Ninguém decora a agenda
Caía uma chuva torrencial, típica de março. A cidade ficaria parada e a população dos altos prédios aflita, sem saber lidar com as enchentes que de uns anos para cá não se limitam às periferias. Preferi ficar um pouco mais no escritório, adiantar uns trabalhos atrasados e voltar para casa quando a água tivesse ido embora.
Tinha esquecido o celular em cima da cama e não sou um grande adepto a usar redes sociais no horário de expediente. Pode pegar mal com o chefe. Pedi o aparelho emprestado a uma colega de andar. Queria evitar maiores preocupações na família. Passei uns bons segundos parado, sem saber que número discar.

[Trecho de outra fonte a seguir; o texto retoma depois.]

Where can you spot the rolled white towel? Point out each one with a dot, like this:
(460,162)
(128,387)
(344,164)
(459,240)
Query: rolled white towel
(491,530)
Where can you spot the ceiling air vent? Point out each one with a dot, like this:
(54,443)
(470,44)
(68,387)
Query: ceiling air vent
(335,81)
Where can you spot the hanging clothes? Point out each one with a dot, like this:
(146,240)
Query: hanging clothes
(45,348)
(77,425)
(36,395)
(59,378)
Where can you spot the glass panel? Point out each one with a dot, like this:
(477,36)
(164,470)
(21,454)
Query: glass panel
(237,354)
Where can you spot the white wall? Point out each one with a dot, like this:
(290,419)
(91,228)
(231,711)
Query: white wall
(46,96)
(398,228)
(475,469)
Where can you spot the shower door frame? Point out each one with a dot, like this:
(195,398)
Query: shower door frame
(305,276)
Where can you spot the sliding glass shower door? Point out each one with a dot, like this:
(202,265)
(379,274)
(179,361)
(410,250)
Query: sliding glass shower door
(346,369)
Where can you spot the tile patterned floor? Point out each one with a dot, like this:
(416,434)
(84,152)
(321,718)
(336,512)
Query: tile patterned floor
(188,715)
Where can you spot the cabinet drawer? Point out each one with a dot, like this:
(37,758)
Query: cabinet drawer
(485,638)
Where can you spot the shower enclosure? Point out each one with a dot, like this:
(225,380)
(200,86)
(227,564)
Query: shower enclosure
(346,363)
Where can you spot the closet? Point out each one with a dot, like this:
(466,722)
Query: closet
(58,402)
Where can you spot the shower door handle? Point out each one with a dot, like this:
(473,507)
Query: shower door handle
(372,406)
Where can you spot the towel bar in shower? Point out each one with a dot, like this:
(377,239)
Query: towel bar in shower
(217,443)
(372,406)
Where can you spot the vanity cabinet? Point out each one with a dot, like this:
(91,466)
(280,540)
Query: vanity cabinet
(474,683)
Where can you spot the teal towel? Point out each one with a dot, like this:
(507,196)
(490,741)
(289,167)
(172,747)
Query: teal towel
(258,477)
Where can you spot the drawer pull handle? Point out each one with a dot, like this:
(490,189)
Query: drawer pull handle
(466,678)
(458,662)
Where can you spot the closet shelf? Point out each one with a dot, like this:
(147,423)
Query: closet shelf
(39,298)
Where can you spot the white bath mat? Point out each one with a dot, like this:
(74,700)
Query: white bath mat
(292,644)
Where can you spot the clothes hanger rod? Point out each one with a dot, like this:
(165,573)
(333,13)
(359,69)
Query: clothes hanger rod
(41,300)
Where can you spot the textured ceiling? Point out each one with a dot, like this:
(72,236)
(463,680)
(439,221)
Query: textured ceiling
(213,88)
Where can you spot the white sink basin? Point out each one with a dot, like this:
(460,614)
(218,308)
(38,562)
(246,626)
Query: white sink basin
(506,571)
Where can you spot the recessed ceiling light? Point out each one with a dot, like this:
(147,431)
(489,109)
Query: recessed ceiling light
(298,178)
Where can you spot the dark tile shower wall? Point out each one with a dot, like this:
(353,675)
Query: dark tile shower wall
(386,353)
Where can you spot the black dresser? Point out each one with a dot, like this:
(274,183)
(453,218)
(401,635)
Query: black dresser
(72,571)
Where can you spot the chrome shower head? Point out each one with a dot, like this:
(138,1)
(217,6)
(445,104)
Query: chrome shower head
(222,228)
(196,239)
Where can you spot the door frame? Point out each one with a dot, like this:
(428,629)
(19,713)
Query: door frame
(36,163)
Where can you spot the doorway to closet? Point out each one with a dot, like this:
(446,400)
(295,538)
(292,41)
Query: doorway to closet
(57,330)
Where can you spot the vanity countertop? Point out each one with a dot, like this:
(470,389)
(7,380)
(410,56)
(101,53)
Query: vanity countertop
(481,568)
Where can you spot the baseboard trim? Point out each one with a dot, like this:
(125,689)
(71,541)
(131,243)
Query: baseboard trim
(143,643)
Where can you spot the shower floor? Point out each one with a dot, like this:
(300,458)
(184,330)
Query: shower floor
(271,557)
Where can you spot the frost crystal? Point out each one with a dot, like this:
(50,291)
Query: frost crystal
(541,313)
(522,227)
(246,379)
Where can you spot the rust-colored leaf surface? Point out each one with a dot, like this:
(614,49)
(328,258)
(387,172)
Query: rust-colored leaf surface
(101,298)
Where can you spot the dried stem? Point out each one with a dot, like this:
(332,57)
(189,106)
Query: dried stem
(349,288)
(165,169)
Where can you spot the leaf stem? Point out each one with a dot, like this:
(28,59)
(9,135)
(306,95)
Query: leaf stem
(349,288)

Uma estranha dependência de smartphones nos impede de decorar a agenda telefônica, como em outros tempos. Tenho até medo de falar com pessoas nascidas neste século sobre o que eram as agendas eletrônicas, os bipes, os faxes. Já há maiores de idade que nunca enviaram uma carta na vida. Escrita à mão, com o envelope jogado nas caixas amarelas dos correios.

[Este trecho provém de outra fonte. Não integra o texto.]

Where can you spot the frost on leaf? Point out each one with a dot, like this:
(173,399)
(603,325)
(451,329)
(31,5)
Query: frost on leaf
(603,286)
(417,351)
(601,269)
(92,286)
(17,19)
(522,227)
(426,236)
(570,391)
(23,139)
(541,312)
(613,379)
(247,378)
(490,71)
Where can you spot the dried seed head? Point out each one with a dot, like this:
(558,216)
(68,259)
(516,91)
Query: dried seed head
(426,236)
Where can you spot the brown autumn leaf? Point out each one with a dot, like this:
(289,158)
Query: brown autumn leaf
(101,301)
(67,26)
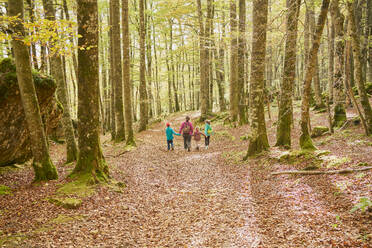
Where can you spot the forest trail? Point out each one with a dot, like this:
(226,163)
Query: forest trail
(206,198)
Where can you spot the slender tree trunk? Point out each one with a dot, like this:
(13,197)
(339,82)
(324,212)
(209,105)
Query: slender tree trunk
(331,58)
(56,67)
(42,164)
(258,141)
(112,76)
(358,68)
(90,160)
(316,82)
(203,65)
(220,67)
(241,63)
(126,74)
(369,21)
(305,140)
(143,90)
(339,116)
(234,87)
(283,137)
(117,73)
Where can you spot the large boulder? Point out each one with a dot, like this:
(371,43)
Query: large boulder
(14,136)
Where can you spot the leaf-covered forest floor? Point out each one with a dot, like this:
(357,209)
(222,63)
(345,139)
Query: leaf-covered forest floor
(206,198)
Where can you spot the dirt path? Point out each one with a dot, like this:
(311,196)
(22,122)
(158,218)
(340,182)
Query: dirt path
(206,198)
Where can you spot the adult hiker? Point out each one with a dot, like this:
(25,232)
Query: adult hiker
(187,130)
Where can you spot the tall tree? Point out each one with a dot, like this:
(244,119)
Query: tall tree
(220,68)
(42,164)
(283,137)
(331,58)
(338,78)
(355,43)
(143,91)
(258,141)
(234,91)
(203,65)
(241,62)
(56,68)
(91,160)
(305,140)
(117,73)
(126,74)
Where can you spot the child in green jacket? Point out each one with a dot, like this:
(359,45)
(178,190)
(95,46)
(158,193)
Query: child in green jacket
(207,132)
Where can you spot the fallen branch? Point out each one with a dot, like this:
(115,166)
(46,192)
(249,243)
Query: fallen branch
(343,171)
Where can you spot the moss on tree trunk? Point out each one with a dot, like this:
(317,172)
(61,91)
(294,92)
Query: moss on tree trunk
(126,75)
(90,160)
(283,137)
(258,141)
(43,167)
(305,139)
(56,68)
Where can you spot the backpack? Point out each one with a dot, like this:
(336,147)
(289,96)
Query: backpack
(186,129)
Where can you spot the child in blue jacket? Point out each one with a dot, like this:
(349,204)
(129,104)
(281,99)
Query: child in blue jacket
(169,132)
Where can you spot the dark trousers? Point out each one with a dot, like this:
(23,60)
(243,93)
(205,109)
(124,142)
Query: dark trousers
(207,139)
(170,144)
(187,141)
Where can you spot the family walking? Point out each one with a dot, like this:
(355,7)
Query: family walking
(187,131)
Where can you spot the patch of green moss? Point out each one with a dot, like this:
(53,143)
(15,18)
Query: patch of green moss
(9,78)
(61,218)
(68,203)
(81,186)
(335,163)
(14,240)
(5,190)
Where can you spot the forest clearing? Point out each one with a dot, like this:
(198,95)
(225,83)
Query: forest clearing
(186,123)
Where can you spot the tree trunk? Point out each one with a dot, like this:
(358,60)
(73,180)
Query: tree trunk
(234,90)
(305,140)
(90,160)
(117,73)
(258,141)
(203,66)
(111,77)
(220,67)
(316,82)
(126,74)
(42,164)
(143,91)
(241,63)
(358,68)
(56,68)
(283,137)
(331,58)
(339,116)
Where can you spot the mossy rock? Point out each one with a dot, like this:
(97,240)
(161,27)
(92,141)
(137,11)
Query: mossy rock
(5,190)
(320,153)
(319,131)
(14,136)
(61,219)
(81,186)
(337,162)
(68,203)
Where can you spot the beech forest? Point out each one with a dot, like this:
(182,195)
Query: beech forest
(186,123)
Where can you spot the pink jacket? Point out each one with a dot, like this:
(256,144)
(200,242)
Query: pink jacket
(188,123)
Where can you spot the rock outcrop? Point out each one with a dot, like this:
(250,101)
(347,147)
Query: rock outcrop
(14,137)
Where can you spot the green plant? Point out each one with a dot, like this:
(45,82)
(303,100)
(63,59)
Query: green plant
(363,204)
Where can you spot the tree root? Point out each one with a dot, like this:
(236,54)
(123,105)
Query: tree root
(303,172)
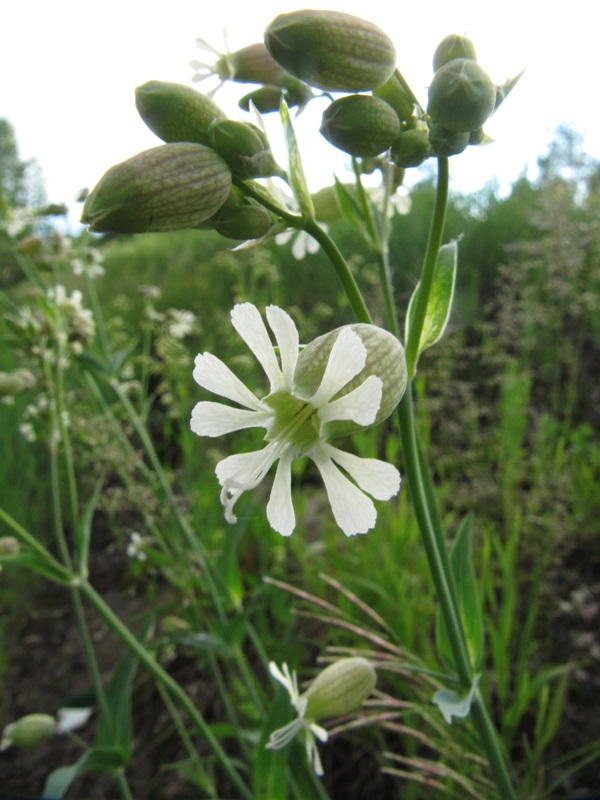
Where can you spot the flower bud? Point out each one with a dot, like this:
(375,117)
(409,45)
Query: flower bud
(340,688)
(28,731)
(246,221)
(411,148)
(395,95)
(447,143)
(331,50)
(385,359)
(251,64)
(361,125)
(176,113)
(451,47)
(244,147)
(461,96)
(167,188)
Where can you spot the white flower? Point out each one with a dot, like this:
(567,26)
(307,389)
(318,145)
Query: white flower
(295,423)
(283,736)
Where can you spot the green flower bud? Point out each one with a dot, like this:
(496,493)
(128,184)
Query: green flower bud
(447,143)
(461,96)
(251,64)
(167,188)
(246,221)
(176,113)
(244,147)
(15,382)
(385,358)
(451,47)
(331,50)
(9,546)
(340,688)
(360,125)
(28,731)
(395,95)
(411,148)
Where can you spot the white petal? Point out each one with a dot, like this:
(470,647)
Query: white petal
(360,405)
(347,358)
(215,376)
(216,419)
(379,479)
(243,471)
(280,510)
(286,335)
(353,511)
(249,324)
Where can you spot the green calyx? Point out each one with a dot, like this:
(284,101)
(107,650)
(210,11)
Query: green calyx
(340,688)
(385,359)
(166,188)
(360,124)
(176,113)
(461,96)
(244,147)
(331,50)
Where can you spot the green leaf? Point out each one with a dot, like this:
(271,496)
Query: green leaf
(99,759)
(468,601)
(451,704)
(296,171)
(439,304)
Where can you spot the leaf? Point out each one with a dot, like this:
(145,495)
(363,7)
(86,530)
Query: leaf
(296,171)
(439,304)
(451,704)
(467,599)
(99,759)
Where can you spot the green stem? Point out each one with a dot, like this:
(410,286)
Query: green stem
(434,243)
(163,677)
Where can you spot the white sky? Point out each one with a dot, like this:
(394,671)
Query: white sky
(69,69)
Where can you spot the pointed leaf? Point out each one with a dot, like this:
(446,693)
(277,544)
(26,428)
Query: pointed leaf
(440,299)
(296,171)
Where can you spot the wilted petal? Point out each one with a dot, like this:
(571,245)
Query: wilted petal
(379,479)
(280,510)
(360,405)
(249,324)
(216,419)
(215,376)
(347,358)
(354,512)
(286,335)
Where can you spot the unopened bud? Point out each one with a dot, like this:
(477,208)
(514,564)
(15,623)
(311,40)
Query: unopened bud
(28,731)
(461,96)
(246,221)
(360,124)
(167,188)
(385,359)
(244,147)
(411,148)
(451,47)
(176,113)
(331,50)
(340,688)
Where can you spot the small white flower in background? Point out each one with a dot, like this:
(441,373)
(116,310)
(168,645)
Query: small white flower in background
(298,412)
(180,323)
(340,688)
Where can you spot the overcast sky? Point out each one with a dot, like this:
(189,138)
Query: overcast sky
(69,70)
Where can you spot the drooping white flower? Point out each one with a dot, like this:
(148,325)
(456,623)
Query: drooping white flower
(296,422)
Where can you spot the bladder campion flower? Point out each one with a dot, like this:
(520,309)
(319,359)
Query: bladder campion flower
(340,688)
(310,397)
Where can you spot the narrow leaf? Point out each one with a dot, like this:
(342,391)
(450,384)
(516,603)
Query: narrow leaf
(439,304)
(296,171)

Os mais velhos, em algum momento da História, tiveram algum caderninho com os números de telefones dos familiares e amigos mais próximos ali anotados. Nem sonhavam em fazer ligações tão rapidamente, com dois ou três toques em uma tela engordurada. Não faz mais sentido decorar a agenda, ainda que eu seja um saudosista fissurado em números e estatísticas. Já fui capaz de citar pelo menos dez prefixos de gente próxima.
Penso nos momentos de emergência que nunca chegam. Pode surgir a necessidade urgente de chamar alguém quando estiver longe de casa, sem acesso a nada. E o que fazer? Não há sinal, não há aparelho celular, como avisar que estamos vivos e não fomos vítimas daquele acidente sério reprisado a todo instante na tela da televisão? Notícias ruins chegam rápido, por ligações ou mensagens de texto.

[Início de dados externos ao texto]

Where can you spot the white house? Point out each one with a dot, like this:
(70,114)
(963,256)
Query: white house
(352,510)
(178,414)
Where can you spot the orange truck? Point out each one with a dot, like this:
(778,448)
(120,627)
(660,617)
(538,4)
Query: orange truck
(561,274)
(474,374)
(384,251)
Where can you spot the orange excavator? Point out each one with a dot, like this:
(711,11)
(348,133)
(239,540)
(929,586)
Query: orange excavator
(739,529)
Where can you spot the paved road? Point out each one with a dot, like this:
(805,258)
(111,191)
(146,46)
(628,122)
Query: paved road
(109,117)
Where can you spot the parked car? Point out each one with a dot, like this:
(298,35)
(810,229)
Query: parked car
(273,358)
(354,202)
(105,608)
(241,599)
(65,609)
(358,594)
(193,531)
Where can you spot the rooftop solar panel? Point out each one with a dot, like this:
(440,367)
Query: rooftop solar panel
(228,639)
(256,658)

Devolvi o celular. Amaldiçoei a hora em que optaram por nove dígitos para novas linhas. Recordei, com saudades, os dias em que, para fazer uma ligação a longa distância, não tínhamos que escolher um número de operadora antes do DDD.
Sentei na minha cadeira e me despedi dos colegas dispostos a enfrentar o temporal lá fora. Puxei o telefone do gancho e, sem querer, bati o dedo no botão que liga para o último número discado. Na segunda chamada, minha irmã atendeu. Avisei que demoraria, ela desligou e eu voltei a preencher planilhas.
Muito bom (como sempre), Marçalino!
Muito obrigado, meu caro. E você sabe quantos números da sua agenda?